Country music holds a sacred place in my heart. Being raised on it, identifying with it, rebelling against it (when I was going to be a rock & roll star) and rediscovering it, country music has been the rampart of my musical legacy. Listening to a group of players around a campfire and listening to my dad play the harmonica along with those guys brings back some of the most memorable moments of my youth. I knew I wanted to be able to do that as well. Unfortunately, my path has strayed hither and yon from those halcyon events. I will venture away from those old tunes for some time, but then I will hear one in the grocery store or as I change channels on the radio in the car or see one of the umpteen infomercials with the iconic TIME/LIFE stamp on it as they have assembled the best compilation of songs you have ever heard. If you don’t think so, they’ll give you your money back! But these tunes are now classics and have been replaced with the drivel of boyband-like groups, kids barely shaving (yeah, boys AND girls) and the annoying repition of the same melody and subject matter from song to song.
If I hear one more song on country radio about some girl shakin’ her stuff in the bed of his truck while he plays his guitar and drinks beer, I’m going on a roadtrip to wrap that guitar around his neck. Let’s hear another pandered tune about how empowered some girl is because she got cheated on. “YEAH! GIRL POWER! I’m gonna write ANOTHER song about how my boyfriend is a piece of trash…I’ll fix him! I’ll stack him up with all the others that have treated me so badly.” Hey Honey…know what the common denominator is in all of your damaged relationships? YOU! Speaking of pandering, how many songs are gonna be written for a specific fundraiser? Are they helping bullied kids, homeless people, the disenfranchised? Sure and that’s great, but it feels like pandering to the audience so they will receive adoration. The true feeling of altruism is suspect and downright icky! The latest is Hunter Hayes, who may be a multi-instrumentalist but cannot write or sing…so the pandering is there to help us overlook his shortcomings as performer. Not to mention he looks like a pug trying to pass a peach pit when he sings. He struggles so hard to project his voice that he appears to be going into convulsions. You have Lonestar, that died an unmerciful death when their lead sing left. Country music? They were singing about crayons and sippy cups, for Pete’s sake! Waylon is rolling over in his grave! Then we have the ultimate insult, Rascal Flatts. The boy band headed up by a nasal-driven narcissist that had the audacity to change his last name to LeVox or Latin for The Voice. One more over produced boy band act that has no more business in country music than N-Sync.

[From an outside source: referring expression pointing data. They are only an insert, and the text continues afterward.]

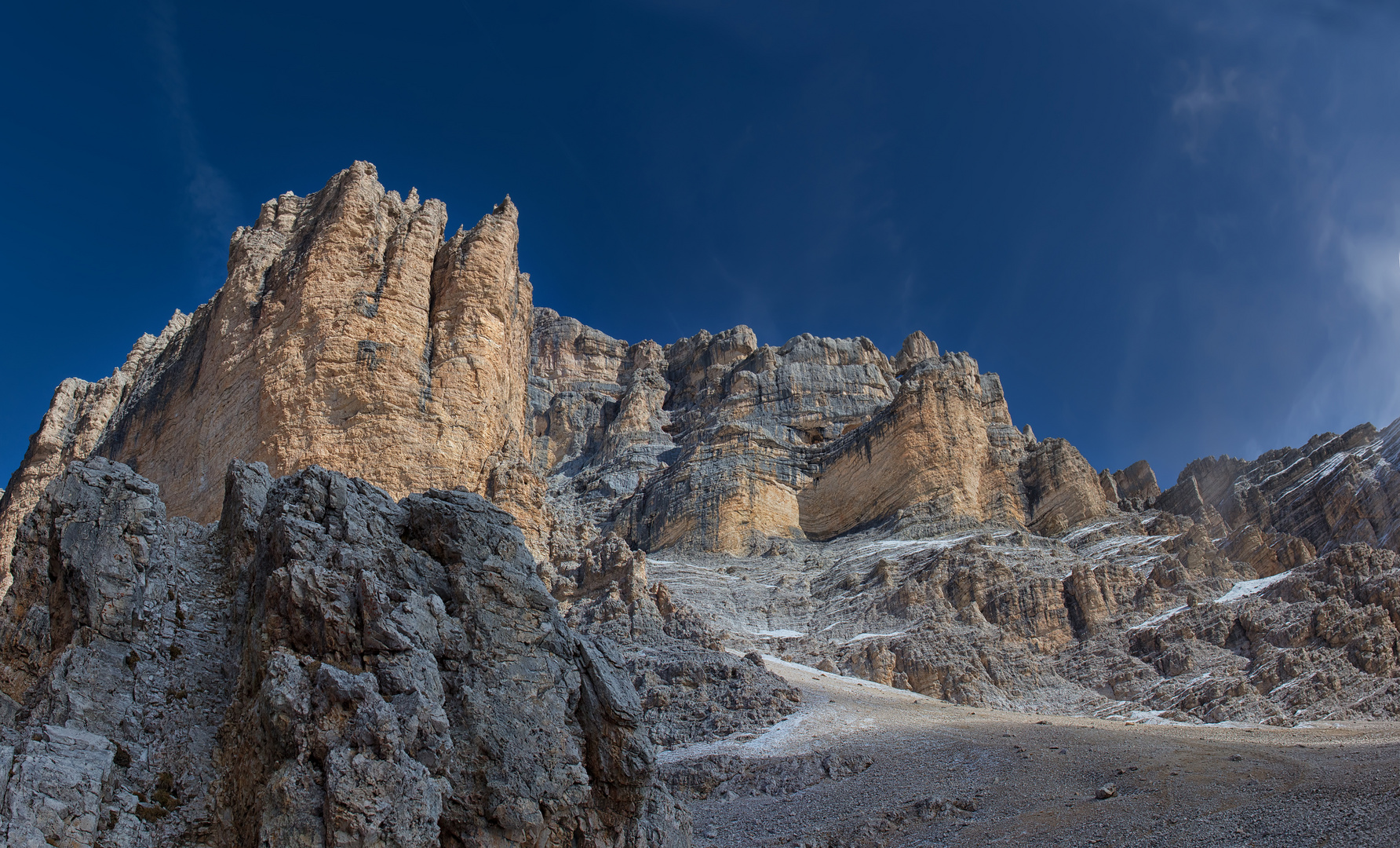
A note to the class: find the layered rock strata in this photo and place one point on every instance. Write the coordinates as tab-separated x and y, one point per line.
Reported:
325	667
717	443
350	334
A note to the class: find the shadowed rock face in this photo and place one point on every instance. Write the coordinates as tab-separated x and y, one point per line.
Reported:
1333	491
352	335
717	443
328	667
349	334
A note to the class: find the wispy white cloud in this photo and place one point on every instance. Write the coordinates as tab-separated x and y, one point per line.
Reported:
209	194
1314	82
1203	101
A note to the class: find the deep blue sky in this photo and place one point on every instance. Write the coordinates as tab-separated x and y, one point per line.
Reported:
1173	228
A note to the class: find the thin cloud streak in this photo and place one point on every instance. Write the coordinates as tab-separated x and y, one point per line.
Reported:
210	196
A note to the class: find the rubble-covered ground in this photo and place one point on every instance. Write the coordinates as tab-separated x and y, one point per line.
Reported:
866	766
1141	612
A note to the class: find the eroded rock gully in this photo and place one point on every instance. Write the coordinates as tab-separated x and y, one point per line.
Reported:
475	562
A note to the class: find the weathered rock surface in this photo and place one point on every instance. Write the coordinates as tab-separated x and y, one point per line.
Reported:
717	443
692	505
350	335
1132	616
323	667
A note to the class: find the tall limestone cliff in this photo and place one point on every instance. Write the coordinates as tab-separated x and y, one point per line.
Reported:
353	335
349	334
719	443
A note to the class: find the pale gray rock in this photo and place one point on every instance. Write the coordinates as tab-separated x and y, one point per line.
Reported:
325	667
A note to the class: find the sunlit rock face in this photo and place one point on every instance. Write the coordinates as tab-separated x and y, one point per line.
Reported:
349	334
860	512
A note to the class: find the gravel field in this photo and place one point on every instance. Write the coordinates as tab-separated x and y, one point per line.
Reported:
862	764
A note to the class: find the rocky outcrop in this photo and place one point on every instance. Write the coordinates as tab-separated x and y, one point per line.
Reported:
1062	488
1330	492
349	334
1137	482
946	446
325	667
717	443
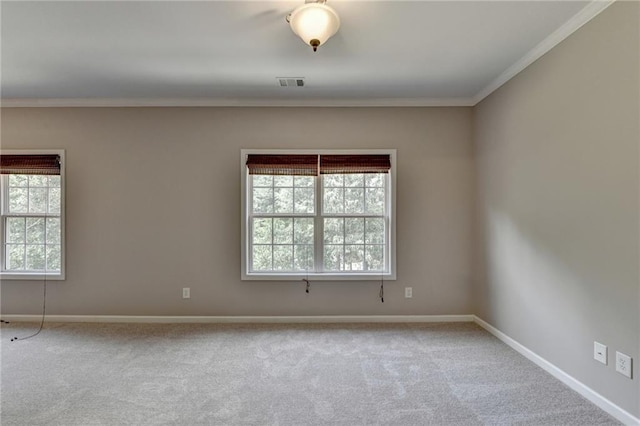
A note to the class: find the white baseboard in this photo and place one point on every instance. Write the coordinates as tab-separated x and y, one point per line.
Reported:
599	400
242	319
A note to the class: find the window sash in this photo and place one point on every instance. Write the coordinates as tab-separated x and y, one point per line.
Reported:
319	245
38	162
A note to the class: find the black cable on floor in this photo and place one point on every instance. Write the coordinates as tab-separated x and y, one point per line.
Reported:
44	310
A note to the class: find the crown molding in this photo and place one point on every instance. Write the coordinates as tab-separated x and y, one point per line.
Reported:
587	13
231	102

Next up, we have the hard charging rebels, the tattoed bad boys that drag the bill of their ball caps so low you can’t see their eyes or they have sunglasses on…all the time. All of their music sounds the same from one to the next, driven by a tuned down distorted guitar, because they are edgy and outlaw. They are so interchangeable that I can’t even list you their names. I was hopeful for Blake Shelton but he hasn’t put out anything original since he formed his behind to the end seat on The Voice. Thank God for his wife, Miranda Lambert. She knows how to write and stay country. What scares me is these “outlaws” can’t even put out any good Southern Rock. The radio airplay is ridiculously void of talent. They just have the A & R people pick their music or have them “write” with someone to develop another clone song and they move about Music Row, as such as it has become and the creativity is gone. It appears the integrity of Music Row has evaporated and the quality of the product is secondary to filling the pockets of record executives.

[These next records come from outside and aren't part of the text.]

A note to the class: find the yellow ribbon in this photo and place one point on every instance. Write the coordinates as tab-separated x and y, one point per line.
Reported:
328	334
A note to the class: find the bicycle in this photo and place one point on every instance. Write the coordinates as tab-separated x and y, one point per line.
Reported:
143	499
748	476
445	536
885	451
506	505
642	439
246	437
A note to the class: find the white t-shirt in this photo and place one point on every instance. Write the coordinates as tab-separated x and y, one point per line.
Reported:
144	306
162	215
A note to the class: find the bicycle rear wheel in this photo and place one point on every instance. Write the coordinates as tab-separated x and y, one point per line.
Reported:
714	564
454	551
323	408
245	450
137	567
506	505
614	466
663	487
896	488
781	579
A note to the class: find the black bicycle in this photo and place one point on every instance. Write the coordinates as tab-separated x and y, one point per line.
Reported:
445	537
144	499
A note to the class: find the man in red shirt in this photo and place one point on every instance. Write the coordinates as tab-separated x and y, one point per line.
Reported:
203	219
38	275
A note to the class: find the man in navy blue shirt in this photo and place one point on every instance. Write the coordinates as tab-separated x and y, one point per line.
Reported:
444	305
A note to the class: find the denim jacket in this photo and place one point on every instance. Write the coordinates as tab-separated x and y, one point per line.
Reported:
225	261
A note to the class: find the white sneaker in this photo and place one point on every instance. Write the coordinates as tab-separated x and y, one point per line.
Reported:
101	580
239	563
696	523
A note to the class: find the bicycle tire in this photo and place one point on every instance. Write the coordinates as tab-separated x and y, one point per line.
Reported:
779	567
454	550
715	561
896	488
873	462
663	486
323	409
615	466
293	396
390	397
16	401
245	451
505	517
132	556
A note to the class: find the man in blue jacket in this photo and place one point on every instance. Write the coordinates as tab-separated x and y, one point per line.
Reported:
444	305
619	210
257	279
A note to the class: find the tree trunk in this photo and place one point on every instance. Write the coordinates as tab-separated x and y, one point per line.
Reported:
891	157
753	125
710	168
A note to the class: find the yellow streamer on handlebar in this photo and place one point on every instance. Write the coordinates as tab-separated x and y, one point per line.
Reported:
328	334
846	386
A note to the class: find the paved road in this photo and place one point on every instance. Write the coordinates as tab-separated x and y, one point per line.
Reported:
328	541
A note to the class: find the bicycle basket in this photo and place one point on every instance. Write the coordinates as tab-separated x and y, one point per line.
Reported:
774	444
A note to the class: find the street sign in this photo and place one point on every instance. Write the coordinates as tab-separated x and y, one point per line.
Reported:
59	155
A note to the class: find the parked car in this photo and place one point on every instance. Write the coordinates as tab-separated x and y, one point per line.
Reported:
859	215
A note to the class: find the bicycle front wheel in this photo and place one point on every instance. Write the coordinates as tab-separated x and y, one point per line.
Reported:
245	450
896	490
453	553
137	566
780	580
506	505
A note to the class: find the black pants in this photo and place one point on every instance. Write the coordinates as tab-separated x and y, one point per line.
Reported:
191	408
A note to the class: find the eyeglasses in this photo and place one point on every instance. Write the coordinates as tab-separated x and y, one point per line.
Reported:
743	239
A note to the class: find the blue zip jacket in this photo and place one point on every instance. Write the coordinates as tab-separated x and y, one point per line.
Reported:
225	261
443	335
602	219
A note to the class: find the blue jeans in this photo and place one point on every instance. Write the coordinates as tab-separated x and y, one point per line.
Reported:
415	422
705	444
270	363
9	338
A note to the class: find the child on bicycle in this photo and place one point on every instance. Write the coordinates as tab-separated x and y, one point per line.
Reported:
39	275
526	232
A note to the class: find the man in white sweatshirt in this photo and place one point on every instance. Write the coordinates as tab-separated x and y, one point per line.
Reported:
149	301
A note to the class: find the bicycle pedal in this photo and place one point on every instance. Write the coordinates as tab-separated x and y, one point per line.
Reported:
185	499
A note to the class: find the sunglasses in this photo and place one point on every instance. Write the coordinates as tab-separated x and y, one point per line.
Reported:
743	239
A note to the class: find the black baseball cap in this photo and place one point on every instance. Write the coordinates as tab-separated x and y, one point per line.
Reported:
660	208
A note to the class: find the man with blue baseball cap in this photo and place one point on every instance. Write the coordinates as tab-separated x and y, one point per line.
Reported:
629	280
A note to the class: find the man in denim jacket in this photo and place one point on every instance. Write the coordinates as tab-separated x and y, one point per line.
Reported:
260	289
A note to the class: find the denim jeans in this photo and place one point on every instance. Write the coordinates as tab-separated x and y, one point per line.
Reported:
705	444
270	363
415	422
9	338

With the advent of this new found direction by Nashville, we see they are beginning to leak country rap artists into the mix. This is a deliberate step of advancing “artists” that only rap and do not sing, in an effort to woo younger listeners to country radio. CRap, as I call it, is not new but it was a very minute feature to country music. Spoken word tunes and interludes and songs were always integrated into the music. One of country’s biggest hits, “The Devil Went Down To Georgia” by The Charlie Daniels Band is essentially a rap tune, but it was one tune out of all the tunes CDB released. Starting a few years ago with cowboy troy of the Music Mafia crew, more recently Colt Ford who has been “tutoring” Jason Aldean and currently Big Smo with his own reality t.v. series, the idiocy of CRap is permeating an institution of tradition.
Country music has always had its share of characters, suspect lyrics and subject matter, but it still stood for basic morals and ethics. This is the music of the hillbilly, the redneck, the cowboy and the barfly; but it still stood for doing the right thing and trying to uphold the heart of music. Today’s role models across the entertainment board are examples of bad behavior, low moral standards and the acceptance of less than best effort; however, traditional country music has been represented by singers like Merle Haggard, “The Working Man;” Hank Williams wrote “I Saw the Light” and George Jones loved her ‘til he died when “He Stopped Loving Her Today.” Music of the everyday, with the struggles and triumphs of the people that make this country operate. I miss the days of grand aspiration, when our youth looked forward to growing up and working toward impactful goals, beyond making it to the next level in Grand Theft Auto and expecting to be given a $50,000 a year job directly out of school. Nashville, please bring back the missing genre of Adult Contemporary Music, I don’t need to share it with the kids.